We found that it's binding virtually identically to dextromethorphan. So our next step is to move forward and initiate a PK study by the end of this year and we're anticipating by early next year in the first quarter, calendar quarter of 2013 to start to look at data and see how this compound can be layered into our full clinical development program.
On intellectual property and financial front, we have a series of patents that provide the right level of protection for AVP-923. The first patent with patent expiration date of 2016 has a variety of additional layers that have been placed upon, very excited that last month we announced an additional patent listing that extends the life of NEUDEXTA to 2023 and some additional works in some previous studies our patent 282 that also provides protection through 2026.

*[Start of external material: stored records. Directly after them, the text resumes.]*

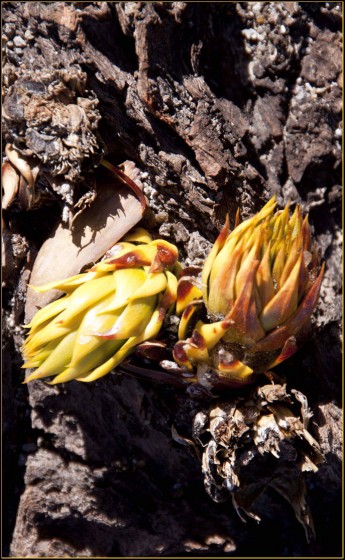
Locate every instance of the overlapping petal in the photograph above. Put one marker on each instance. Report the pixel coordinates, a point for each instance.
(260, 286)
(106, 312)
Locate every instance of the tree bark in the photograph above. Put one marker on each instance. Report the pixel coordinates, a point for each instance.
(220, 106)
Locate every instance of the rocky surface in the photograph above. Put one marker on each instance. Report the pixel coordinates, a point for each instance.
(219, 105)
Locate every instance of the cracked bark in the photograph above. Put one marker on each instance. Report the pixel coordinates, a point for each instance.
(219, 105)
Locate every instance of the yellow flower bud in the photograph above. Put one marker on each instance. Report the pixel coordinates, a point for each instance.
(106, 312)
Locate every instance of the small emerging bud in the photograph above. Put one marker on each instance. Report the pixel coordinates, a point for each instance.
(106, 312)
(260, 286)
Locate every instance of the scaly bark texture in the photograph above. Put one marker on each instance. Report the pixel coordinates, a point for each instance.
(219, 105)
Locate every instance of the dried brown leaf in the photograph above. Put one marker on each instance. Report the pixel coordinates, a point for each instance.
(111, 215)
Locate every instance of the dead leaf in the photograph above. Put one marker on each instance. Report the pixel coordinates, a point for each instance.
(113, 213)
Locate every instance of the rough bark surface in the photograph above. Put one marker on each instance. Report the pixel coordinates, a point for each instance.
(220, 105)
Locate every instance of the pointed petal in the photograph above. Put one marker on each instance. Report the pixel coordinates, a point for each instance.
(264, 279)
(155, 283)
(180, 356)
(212, 333)
(246, 326)
(293, 325)
(187, 321)
(289, 348)
(139, 235)
(92, 326)
(86, 295)
(291, 260)
(284, 302)
(95, 359)
(195, 348)
(223, 280)
(57, 360)
(127, 282)
(169, 297)
(48, 312)
(187, 291)
(151, 330)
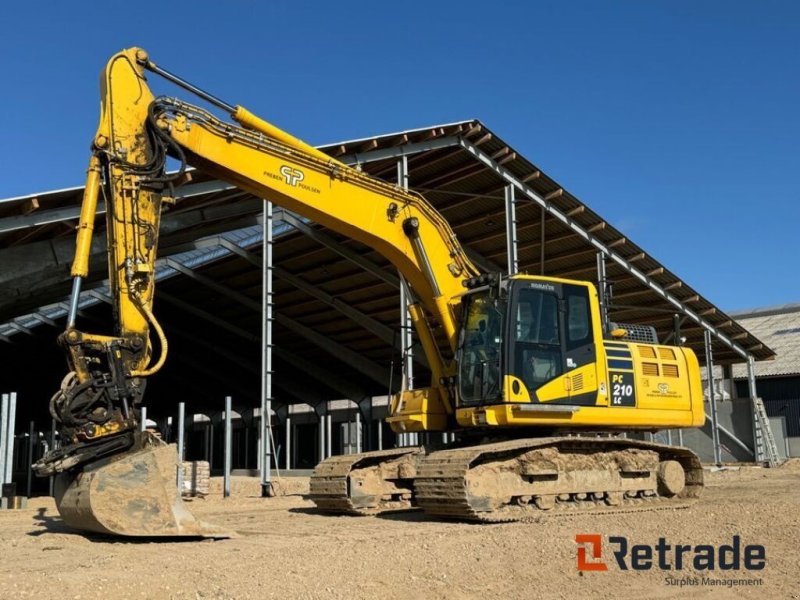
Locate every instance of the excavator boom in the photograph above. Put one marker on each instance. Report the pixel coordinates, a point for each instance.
(521, 356)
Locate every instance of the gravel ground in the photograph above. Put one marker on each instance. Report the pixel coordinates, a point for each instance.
(286, 550)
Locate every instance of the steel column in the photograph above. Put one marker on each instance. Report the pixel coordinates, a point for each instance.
(511, 230)
(406, 334)
(358, 432)
(226, 474)
(541, 242)
(321, 435)
(266, 353)
(29, 480)
(712, 398)
(758, 454)
(7, 419)
(328, 436)
(407, 337)
(3, 436)
(288, 442)
(52, 447)
(569, 222)
(181, 427)
(601, 290)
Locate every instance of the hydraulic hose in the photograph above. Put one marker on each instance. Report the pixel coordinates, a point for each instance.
(162, 339)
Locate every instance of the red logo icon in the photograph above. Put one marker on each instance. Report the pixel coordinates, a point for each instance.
(593, 541)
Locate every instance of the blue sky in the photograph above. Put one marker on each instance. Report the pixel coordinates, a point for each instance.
(678, 121)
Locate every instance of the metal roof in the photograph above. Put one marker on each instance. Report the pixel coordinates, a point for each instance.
(462, 168)
(779, 327)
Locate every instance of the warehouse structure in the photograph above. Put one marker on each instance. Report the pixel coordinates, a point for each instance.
(338, 339)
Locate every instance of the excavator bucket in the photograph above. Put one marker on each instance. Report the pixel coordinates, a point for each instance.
(130, 494)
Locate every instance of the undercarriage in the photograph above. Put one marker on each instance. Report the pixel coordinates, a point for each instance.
(511, 480)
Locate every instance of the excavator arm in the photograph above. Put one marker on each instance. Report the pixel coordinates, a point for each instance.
(98, 403)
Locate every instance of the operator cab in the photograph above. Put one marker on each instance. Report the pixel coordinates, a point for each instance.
(534, 329)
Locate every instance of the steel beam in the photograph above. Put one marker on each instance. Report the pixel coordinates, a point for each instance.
(346, 355)
(341, 250)
(596, 242)
(403, 151)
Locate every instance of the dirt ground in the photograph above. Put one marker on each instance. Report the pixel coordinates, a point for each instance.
(286, 550)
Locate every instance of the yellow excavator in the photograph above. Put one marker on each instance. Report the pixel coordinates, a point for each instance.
(538, 389)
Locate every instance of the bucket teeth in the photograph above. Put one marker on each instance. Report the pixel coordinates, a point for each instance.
(130, 494)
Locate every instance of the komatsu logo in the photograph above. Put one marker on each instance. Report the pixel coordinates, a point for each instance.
(291, 175)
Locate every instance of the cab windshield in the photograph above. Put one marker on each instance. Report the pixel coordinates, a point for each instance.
(481, 349)
(537, 339)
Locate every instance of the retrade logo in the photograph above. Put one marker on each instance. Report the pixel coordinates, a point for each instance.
(665, 556)
(292, 176)
(590, 544)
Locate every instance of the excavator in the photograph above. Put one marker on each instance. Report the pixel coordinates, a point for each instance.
(542, 394)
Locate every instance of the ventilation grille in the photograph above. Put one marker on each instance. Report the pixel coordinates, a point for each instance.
(650, 369)
(636, 333)
(647, 351)
(670, 370)
(577, 382)
(666, 353)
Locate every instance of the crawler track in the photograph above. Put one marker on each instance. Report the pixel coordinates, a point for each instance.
(366, 483)
(512, 480)
(450, 483)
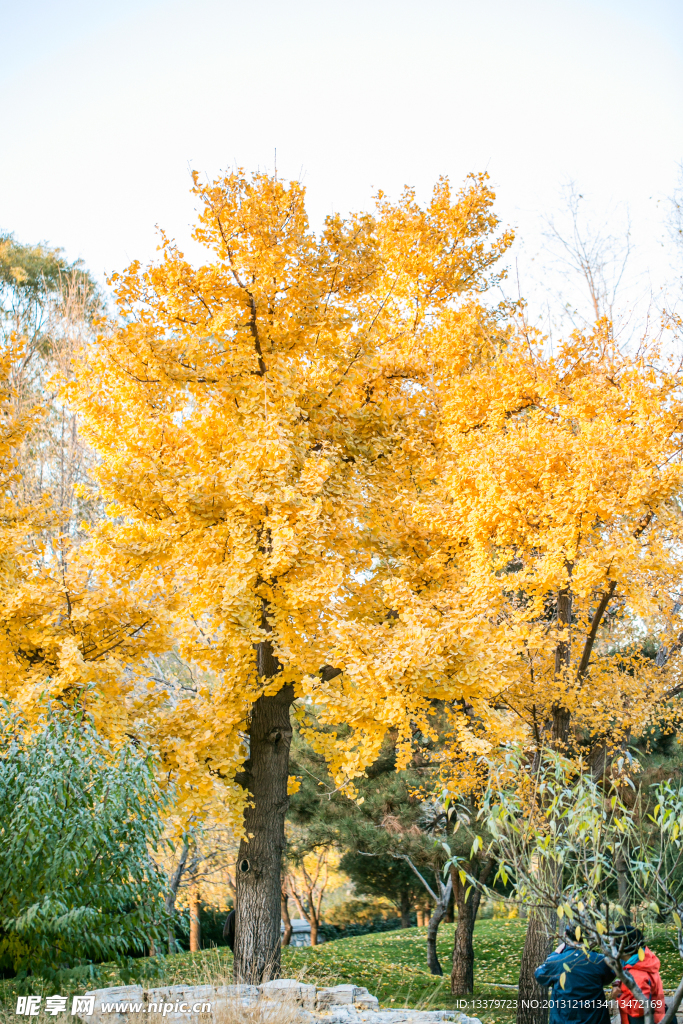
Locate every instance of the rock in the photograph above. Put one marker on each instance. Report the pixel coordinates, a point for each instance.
(289, 990)
(364, 1000)
(120, 994)
(336, 1005)
(339, 995)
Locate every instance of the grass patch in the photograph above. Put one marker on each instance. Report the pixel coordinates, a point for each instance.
(391, 965)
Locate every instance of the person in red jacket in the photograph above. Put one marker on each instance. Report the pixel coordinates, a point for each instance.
(645, 973)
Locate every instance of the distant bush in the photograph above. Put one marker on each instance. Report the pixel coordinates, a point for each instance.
(363, 928)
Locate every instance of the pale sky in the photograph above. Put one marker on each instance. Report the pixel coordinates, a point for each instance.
(108, 105)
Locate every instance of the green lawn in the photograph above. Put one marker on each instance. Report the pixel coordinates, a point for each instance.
(391, 965)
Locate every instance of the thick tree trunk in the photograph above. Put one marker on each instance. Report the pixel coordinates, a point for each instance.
(287, 921)
(538, 944)
(195, 924)
(259, 860)
(432, 928)
(462, 976)
(406, 909)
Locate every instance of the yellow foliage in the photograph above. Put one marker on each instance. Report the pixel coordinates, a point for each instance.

Also in Europe as we start to move forward in securing approval in Europe patent protection through 2023. And in addition to that, I had just mentioned that deuterated dextromethorphan component this provides an additional development strategy to protect the sigma-1 and NMDA receptor franchise to get other drugs into development that have longer pattern opportunities for us.
In terms of financial summary, our cash position is strong with $84.1 million in cash and cash equivalents. Our last announced net revenues for last quarter of NEUDEXTA were $10.1 million and I will remind you that at the current run rate based on 10,000 prescriptions last month, gross run rate of approximately $65 million.
We are being conservative in our spent on both the SG&A and R&D front but we also want to be opportunistic and grow our franchise. So we are making sure that we are investing appropriately with our SG&A dollars predominantly focused on in expansion of our field force and that we are being wise with how we are spending in our R&D dollars so that this also can drive us forward in terms of new potential uses and believe that PBA is an important indication for NUEDEXTA, that is the tip of the iceberg and there are lot more opportunities for this compound.
So in summary, here our upcoming deliverables and catalysts for the remainder of this year and moving into the next calendar year predominately focused on building PBA market and continuing into grow NUEDEXTA sales.
We will focus on the institutional opportunity here and direct the patient to advertising to bring patients in to talk to their healthcare professionals about PBA and treatment options, make sure that there is increased reimbursement coverages across the country.
Our clinical trials enrolled our first patient, our agitation study and we look towards enrolling our first patient in the deuterated DMPK study. And then getting our last patient into our prime study and overall from a corporate standpoint I mentioned earlier, more looking towards a CHMP European opinion in the early part of 2013 calendar year.
We've completed our 120 day questions and look forward to continue dialogue with EMA and along those lines we will continue to look at European partnering and collaborations.
So with that, end of discussions. Thanks for you attention today.